München – Bei der Landtagswahl im September 2003 hatte die CSU mit Edmund Stoiber einen phänomenalen Sieg eingefahren (60,7 Prozent). Doch schon mit der ersten Regierungserklärung im November kam das böse Erwachen: Stoiber verkündete ein Regierungsprogramm, das zehn Prozent der Staatsausgaben einsparen wollte. Die berüchtigte „Giftliste“ umfasste von Kürzungen beim Blindengeld bis hin zu Einsparungen bei der Aidsberatung so ziemlich jeden Bereich und verschonte auch die Schulen nicht.
Vor allem ein Stoiber-Satz ist Michael Schwägerl, heute Vorsitzender des Bayerischen Philologenverbands, in unguter Erinnerung geblieben. „Das deutsche Bildungssystem“, so sagte der Regierungschef, „raubt den Jugendlichen wertvolle Zeit“ – die sie lieber für Familiengründung, Aufbau der Arbeitsversorgung und Berufserfahrung nutzen sollte. Die Aufgabe, das Gymnasium von neun auf acht Jahre zu stutzen, übertrug Stoiber seiner Kultusministerin Monika Hohlmeier (CSU) – die sich einem Sturm der Entrüstung ausgesetzt sah. Bei der Jahrestagung des Philologenverbands im Dezember wurde Hohlmeier gnadenlos ausgepfiffen – ein unerhörter Vorgang. Bis heute auch legendär: Hohlmeier bestellte unbotmäßige Gymnasialdirektoren in ihr Büro ein und bügelte sie ab. Ein renitenter Schulleiter, der partout seine G8-Kritik nicht einstellen wollte, wurde sogar von Laufen ins denkbar weit entfernte Alzenau/Unterfranken versetzt.
Philologenchef Schwägerl war damals noch nicht verbandspolitisch aktiv, sondern normaler Lehrer am Gymnasium in Höchstadt a.d.
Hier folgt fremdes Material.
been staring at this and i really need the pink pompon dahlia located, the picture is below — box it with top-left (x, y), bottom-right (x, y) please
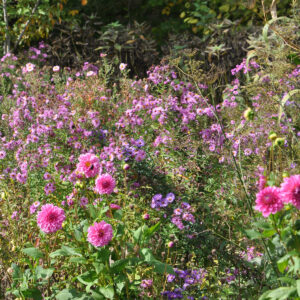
top-left (95, 173), bottom-right (115, 194)
top-left (87, 221), bottom-right (113, 247)
top-left (254, 186), bottom-right (283, 217)
top-left (76, 153), bottom-right (100, 178)
top-left (281, 175), bottom-right (300, 209)
top-left (37, 204), bottom-right (65, 233)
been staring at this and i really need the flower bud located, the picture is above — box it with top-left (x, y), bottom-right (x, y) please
top-left (243, 107), bottom-right (254, 120)
top-left (168, 241), bottom-right (174, 248)
top-left (274, 137), bottom-right (285, 147)
top-left (268, 132), bottom-right (277, 141)
top-left (282, 172), bottom-right (289, 178)
top-left (123, 164), bottom-right (130, 170)
top-left (143, 213), bottom-right (150, 220)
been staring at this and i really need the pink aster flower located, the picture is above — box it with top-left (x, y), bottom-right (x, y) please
top-left (76, 153), bottom-right (100, 178)
top-left (254, 186), bottom-right (283, 217)
top-left (37, 204), bottom-right (65, 233)
top-left (87, 221), bottom-right (113, 247)
top-left (95, 173), bottom-right (115, 194)
top-left (281, 175), bottom-right (300, 209)
top-left (110, 203), bottom-right (121, 210)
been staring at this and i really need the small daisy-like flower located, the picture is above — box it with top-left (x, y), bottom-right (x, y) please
top-left (0, 150), bottom-right (6, 159)
top-left (281, 175), bottom-right (300, 209)
top-left (166, 193), bottom-right (175, 203)
top-left (244, 148), bottom-right (252, 156)
top-left (255, 186), bottom-right (283, 217)
top-left (87, 221), bottom-right (113, 247)
top-left (119, 63), bottom-right (127, 71)
top-left (80, 197), bottom-right (89, 207)
top-left (37, 204), bottom-right (65, 233)
top-left (86, 71), bottom-right (96, 77)
top-left (95, 174), bottom-right (116, 194)
top-left (110, 203), bottom-right (121, 210)
top-left (53, 65), bottom-right (60, 72)
top-left (26, 63), bottom-right (35, 72)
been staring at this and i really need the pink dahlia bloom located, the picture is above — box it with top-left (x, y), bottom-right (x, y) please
top-left (87, 221), bottom-right (113, 247)
top-left (95, 174), bottom-right (115, 194)
top-left (37, 204), bottom-right (65, 233)
top-left (76, 153), bottom-right (100, 178)
top-left (255, 186), bottom-right (283, 217)
top-left (281, 175), bottom-right (300, 209)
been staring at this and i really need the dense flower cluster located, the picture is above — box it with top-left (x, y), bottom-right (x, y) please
top-left (151, 192), bottom-right (175, 209)
top-left (171, 202), bottom-right (195, 230)
top-left (163, 268), bottom-right (208, 299)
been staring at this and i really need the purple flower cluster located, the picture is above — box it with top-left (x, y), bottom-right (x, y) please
top-left (151, 193), bottom-right (175, 210)
top-left (171, 202), bottom-right (195, 230)
top-left (163, 268), bottom-right (207, 299)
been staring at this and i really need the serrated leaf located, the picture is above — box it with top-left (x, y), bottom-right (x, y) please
top-left (69, 257), bottom-right (87, 264)
top-left (110, 259), bottom-right (129, 273)
top-left (50, 246), bottom-right (82, 258)
top-left (22, 247), bottom-right (44, 259)
top-left (35, 266), bottom-right (54, 280)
Aisch. Er erinnert sich noch gut, dass er zusammen mit seiner Frau einen Protestbrief an Hohlmeier schrieb. Er bekam sogar eine Antwort, aber von den Plänen abrücken wollte Hohlmeier natürlich nicht. Das G8, sagt Schwägerl heute, „war ein Kind seiner Zeit“. Es ging um Effizienzsteigerung, Einsparungen, Verschlankung. „Es ging also nicht um Bildung, sondern um ganz andere Themen.“ Hinter dem Kürzungsplan, sagt er, war kein pädagogischer Ansatz erkennbar. Ein Irrweg. Da war es nicht verwunderlich, dass am G8 immer wieder herumgedoktert wurde. „Nachbesserungen“ nannte man das damals.
Eine Geschichte des G8 kann ohne seine Widerständler nicht geschrieben werden. Walter Bertl aus Fürstenfeldbruck, Personalrat und im Kultusministerium und G8-Rebell, unterstützte von Anfang an diverse Bestrebungen für Volksbegehren – die alle scheiterten. Den Umkehrschwung, sagt Bertl, brachte erst die Hauptversammlung des Philologenverbands 2013, die nach heftigen Auseinandersetzungen mit Mehrheit für die Rückkehr zum G9 plädierte. Da dämmerte es Ministerpräsident Horst Seehofer, dass er den Ärger mit dem G8 nicht mehr in den Griff bekommen würde. Am 7. Dezember 2017 votierte der Landtag fast einstimmig für ein neues G9.
Seitdem wächst das G9 Jahrgang für Jahrgang von unten auf. In diesem Schuljahr wird der letzte G8-Jahrgang das Abitur machen, die ältesten G9-Schüler sind nun in der 11. Jahrgangsstufe. Folglich wird es im Schuljahr 2024/25 fast keine Abiturienten geben. Lediglich Schüler der Mittelstufe plus, die es an knapp 50 Gymnasien gibt, und G8-Wiederholer werden am Start sein – geschätzt vielleicht 5000 Abiturienten statt der sonst üblichen 30 000.
Danach ist das G8 endgültig Geschichte. Insgesamt 14 G8-Jahrgänge mit knapp 500 000 Absolventen werden dann ein G8-Abitur in Bayern abgelegt haben, rechnet das Kultusministerium vor. Von einer „verlorenen“ Generation möchte Philologenchef Schwägerl – er hat selber G8-Kinder – aber nicht sprechen. Die allermeisten G8’ler dürften ihren Weg gemacht haben.